CIE Spotlight: Modelling grouped survival times in toxicological studies using Generalized Additive Models

Title: Modelling grouped survival times in toxicological studies using Generalized Additive Models

Authors: Candy, S. G.; Sfiligoj, B. J.; King, C. K.; Mondon, J. A.


Brief summary of the paper: A method for combining a proportional-hazards survival time model with a bioassay model where the log-hazard function is modelled as a linear or smoothing spline function of log-concentration combined with a smoothing spline function of time is described.

The combined model is fitted to mortality numbers, resulting from survival times that are grouped due to a common set of observation times, using Generalized Additive Models (GAMs). The GAM fits mortalities as conditional binomials using an approximation to the log of the integral of the hazard function and is implemented using freely-available, general software for fitting GAMs. Extensions of the GAM are described to allow random effects to be fitted and to allow for time-varying concentrations by replacing time with a calibrated cumulative exposure variable with calibration parameter estimated using profile likelihood.
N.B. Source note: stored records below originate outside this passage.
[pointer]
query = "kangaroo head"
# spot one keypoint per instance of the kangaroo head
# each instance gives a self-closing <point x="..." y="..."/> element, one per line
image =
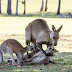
<point x="30" y="48"/>
<point x="56" y="34"/>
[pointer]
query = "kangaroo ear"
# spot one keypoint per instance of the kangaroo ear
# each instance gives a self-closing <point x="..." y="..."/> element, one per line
<point x="53" y="28"/>
<point x="59" y="28"/>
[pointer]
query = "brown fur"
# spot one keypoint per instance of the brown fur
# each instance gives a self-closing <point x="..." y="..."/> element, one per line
<point x="38" y="33"/>
<point x="13" y="46"/>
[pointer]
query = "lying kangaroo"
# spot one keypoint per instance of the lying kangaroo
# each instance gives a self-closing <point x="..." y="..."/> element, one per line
<point x="38" y="33"/>
<point x="12" y="46"/>
<point x="40" y="57"/>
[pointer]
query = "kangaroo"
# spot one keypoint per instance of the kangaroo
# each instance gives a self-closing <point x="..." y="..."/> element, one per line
<point x="40" y="57"/>
<point x="38" y="33"/>
<point x="13" y="46"/>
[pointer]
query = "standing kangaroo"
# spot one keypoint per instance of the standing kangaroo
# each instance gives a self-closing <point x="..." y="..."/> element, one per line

The models are demonstrated using data from a studies of a marine and a, previously published, freshwater taxa. The marine study involved two replicate bioassays of the effect of zinc exposure on survival of an Antarctic amphipod, Orchomenella pinguides. The other example modelled survival of the daphnid, Daphnia magna, exposed to potassium dichromate and was fitted by both the GAM and the process-based DEBtox model.
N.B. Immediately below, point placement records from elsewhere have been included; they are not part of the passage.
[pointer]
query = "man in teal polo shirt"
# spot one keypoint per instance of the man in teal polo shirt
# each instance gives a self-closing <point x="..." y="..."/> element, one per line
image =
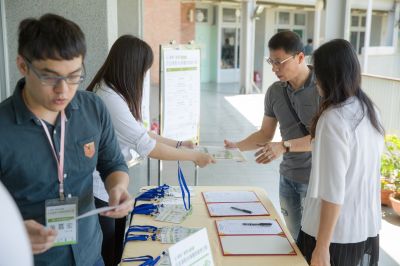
<point x="52" y="137"/>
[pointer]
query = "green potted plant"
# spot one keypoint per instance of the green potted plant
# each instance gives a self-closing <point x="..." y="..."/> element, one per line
<point x="390" y="170"/>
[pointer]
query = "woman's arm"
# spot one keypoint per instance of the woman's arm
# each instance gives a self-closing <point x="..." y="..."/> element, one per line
<point x="164" y="152"/>
<point x="170" y="142"/>
<point x="329" y="216"/>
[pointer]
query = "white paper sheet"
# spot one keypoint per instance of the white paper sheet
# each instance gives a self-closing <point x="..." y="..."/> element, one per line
<point x="194" y="250"/>
<point x="96" y="211"/>
<point x="225" y="209"/>
<point x="221" y="153"/>
<point x="236" y="227"/>
<point x="181" y="101"/>
<point x="230" y="196"/>
<point x="256" y="245"/>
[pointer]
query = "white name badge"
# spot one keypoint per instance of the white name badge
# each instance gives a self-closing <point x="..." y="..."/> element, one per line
<point x="61" y="216"/>
<point x="193" y="250"/>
The GAM fitted with a cubic regression spline in time gave a 61 % improvement in fit to the daphnid data compared to DEBtox due to a non-monotonic hazard function.

A simulation study using each of these hazard functions as operating models demonstrated that the GAM is overall more accurate in recovering lethal concentration values across the range of forms of the underlying hazard function compared to DEBtox and standard multiple endpoint probit analyses.